Car Sharing" Brings New Urban Form (Okurayama, Yokohama) - Intersection of Urban Life and Environmental Consciousness in 2006
Looking back on the historical background of 2006, it was a time when the values of urban residents began to undergo a major shift. After the prolonged stagnation following the bursting of the bubble economy and the deflationary economy of the early 2000s, urban residents quietly became aware of the need to shift from ownership to use. The shift from an era in which owning a personal car was a status quo to one in which rationality and environmental awareness were emphasized, as if one could use a car only when needed was underway.
Car sharing has been the focus of attention in this trend. In particular, the initiative by C.E.V. Sharing, Inc. that began in the Okurayama district of Yokohama City, Kanagawa Prefecture, is an experimental and symbolic example of a system that meets the needs of urban lifestyles.
The car-sharing service, in which one car is shared by about five people for a monthly fee ranging from 1,980 yen to 3,980 yen, is equipped with an IC card lock system, can be rented in 15-minute increments, and can be reserved up to two weeks in advance. In addition to the initial and monthly fees, users did not have to pay for gasoline, insurance, and parking, all of which were extremely cost-effective compared to conventional car rental or car ownership.
Especially in urban areas, where monthly parking fees cost 40,000 to 50,000 yen in some areas, the system gained strong support, especially among younger people and dual-income households, who felt the weight of ownership. In addition, examples of car sharing vehicles as an added value for condominiums began to emerge, attracting attention as a new residential amenity.
This is largely due to the strengthening of environmental policies such as global warming countermeasures and resource conservation. With the Kyoto Protocol coming into effect (2005), there is now a strong demand in Japan for corporate and individual efforts to reduce CO₂ emissions. Car sharing was seen not only as a means of reducing costs, but also as part of an "environmentally conscious lifestyle.
Internationally, Mobility, a Swiss company, was known as a success story with 1,000 locations and 60,000 members. In Japan, the possibility of car sharing as an alternative means of welfare and public transportation was also being explored, such as in Nishinomiya City, Hyogo Prefecture, where wheelchair-accessible welfare vehicles were offered through the car sharing system.

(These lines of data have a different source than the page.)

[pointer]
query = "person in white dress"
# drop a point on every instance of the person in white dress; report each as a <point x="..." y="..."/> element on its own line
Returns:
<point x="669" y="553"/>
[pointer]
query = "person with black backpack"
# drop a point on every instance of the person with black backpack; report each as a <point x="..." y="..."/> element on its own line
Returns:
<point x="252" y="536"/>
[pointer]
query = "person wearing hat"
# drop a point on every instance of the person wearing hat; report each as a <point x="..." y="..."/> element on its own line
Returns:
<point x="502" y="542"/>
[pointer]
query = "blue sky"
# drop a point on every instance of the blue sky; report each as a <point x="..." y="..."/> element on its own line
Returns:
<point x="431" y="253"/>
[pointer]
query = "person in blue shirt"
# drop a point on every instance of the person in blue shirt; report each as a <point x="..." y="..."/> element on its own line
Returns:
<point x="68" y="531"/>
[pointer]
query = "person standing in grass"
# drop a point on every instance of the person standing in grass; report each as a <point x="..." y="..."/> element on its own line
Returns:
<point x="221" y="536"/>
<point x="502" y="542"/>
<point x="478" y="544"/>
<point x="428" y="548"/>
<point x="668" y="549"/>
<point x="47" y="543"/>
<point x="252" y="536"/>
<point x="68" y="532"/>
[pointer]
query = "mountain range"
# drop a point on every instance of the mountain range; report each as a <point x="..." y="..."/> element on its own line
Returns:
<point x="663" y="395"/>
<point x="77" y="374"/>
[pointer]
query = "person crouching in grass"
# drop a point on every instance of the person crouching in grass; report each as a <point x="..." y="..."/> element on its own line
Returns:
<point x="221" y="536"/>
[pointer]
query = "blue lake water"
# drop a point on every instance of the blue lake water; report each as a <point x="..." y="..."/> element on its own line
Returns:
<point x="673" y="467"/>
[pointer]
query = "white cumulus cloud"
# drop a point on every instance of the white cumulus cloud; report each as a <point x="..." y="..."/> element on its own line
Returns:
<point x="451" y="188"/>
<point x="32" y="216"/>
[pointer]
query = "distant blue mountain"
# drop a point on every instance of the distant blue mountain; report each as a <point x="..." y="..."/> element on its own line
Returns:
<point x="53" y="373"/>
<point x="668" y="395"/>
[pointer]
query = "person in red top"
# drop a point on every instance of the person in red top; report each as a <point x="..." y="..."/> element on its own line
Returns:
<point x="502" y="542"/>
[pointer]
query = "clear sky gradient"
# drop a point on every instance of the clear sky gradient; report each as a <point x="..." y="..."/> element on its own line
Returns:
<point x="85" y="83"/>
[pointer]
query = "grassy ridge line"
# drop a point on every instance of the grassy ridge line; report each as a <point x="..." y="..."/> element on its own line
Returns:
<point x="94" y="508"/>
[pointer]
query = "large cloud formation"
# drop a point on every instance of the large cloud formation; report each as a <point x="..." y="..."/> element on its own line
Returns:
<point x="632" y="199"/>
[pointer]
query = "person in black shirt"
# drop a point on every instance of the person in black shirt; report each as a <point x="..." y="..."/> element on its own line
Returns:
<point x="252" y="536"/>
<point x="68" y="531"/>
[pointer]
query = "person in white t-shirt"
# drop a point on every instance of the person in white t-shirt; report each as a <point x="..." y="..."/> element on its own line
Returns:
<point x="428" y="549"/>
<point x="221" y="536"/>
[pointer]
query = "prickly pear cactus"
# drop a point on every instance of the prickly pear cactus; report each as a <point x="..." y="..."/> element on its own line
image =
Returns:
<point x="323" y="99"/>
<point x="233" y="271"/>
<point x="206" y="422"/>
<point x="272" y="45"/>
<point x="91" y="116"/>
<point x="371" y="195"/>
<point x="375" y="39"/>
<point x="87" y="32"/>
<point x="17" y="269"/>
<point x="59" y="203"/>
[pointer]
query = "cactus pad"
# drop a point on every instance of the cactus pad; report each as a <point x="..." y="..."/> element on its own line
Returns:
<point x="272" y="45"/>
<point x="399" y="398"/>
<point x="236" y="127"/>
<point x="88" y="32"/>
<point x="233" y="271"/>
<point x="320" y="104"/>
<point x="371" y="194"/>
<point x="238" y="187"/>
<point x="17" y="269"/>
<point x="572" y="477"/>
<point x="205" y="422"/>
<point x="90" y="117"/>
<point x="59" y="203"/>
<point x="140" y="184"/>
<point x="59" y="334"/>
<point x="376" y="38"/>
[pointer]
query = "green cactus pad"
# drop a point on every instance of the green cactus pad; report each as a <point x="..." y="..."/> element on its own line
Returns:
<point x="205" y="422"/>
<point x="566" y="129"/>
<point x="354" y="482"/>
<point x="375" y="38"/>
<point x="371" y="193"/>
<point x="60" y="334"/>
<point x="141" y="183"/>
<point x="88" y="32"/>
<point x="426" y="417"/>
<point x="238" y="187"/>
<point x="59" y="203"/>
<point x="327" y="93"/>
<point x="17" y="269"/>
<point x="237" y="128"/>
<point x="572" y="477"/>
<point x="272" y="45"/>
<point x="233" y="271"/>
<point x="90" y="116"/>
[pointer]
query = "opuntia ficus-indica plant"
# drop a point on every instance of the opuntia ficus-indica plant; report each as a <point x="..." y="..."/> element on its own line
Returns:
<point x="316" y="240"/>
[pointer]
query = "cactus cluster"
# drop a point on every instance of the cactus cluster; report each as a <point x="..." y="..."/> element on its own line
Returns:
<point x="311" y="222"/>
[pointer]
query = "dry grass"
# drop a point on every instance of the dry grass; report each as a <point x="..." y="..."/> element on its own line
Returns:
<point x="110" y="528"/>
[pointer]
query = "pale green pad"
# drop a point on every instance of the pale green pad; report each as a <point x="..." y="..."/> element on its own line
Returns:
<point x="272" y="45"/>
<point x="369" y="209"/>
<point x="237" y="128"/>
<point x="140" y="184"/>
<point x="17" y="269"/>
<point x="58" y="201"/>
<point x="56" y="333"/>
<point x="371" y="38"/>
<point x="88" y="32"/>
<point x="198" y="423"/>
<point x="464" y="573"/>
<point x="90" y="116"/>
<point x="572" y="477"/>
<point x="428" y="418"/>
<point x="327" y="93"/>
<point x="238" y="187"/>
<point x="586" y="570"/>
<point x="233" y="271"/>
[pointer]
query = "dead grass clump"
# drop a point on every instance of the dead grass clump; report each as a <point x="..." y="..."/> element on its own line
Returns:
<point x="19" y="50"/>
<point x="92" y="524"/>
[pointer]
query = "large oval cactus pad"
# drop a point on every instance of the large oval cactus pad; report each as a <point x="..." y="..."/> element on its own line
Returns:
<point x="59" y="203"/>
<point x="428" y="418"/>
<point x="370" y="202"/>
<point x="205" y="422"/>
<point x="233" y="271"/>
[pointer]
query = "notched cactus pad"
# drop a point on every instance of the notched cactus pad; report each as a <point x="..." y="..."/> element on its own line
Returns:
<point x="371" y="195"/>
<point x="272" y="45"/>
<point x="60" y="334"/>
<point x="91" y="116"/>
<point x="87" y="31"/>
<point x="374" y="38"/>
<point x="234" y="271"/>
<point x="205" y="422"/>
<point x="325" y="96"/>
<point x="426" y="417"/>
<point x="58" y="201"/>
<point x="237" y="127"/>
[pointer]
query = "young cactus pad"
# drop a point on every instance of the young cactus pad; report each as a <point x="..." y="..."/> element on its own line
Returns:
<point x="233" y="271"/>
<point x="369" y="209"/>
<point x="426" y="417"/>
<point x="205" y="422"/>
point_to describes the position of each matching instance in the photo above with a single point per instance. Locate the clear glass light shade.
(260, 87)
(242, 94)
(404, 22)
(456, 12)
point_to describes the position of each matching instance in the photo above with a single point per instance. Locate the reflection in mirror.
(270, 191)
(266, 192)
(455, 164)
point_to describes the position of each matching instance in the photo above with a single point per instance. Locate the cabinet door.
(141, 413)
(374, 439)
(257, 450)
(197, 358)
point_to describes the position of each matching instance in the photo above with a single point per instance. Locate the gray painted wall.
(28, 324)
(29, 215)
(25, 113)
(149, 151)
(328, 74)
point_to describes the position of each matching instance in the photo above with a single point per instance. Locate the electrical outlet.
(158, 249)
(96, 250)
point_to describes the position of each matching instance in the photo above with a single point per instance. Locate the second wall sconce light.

In other words, the Yokohama-Okurayama car sharing project was an attempt to respond in a very modern and symbolic way to the multiple issues facing Japanese society in the mid-2000s: "redesigning urban life," "new ways of feeling ownership," and "environmental consciousness. These efforts were a precursor to the subscription economy and the sharing economy that would come later, and were the beginning of the "use it only when you want to use it" mentality that would become routine.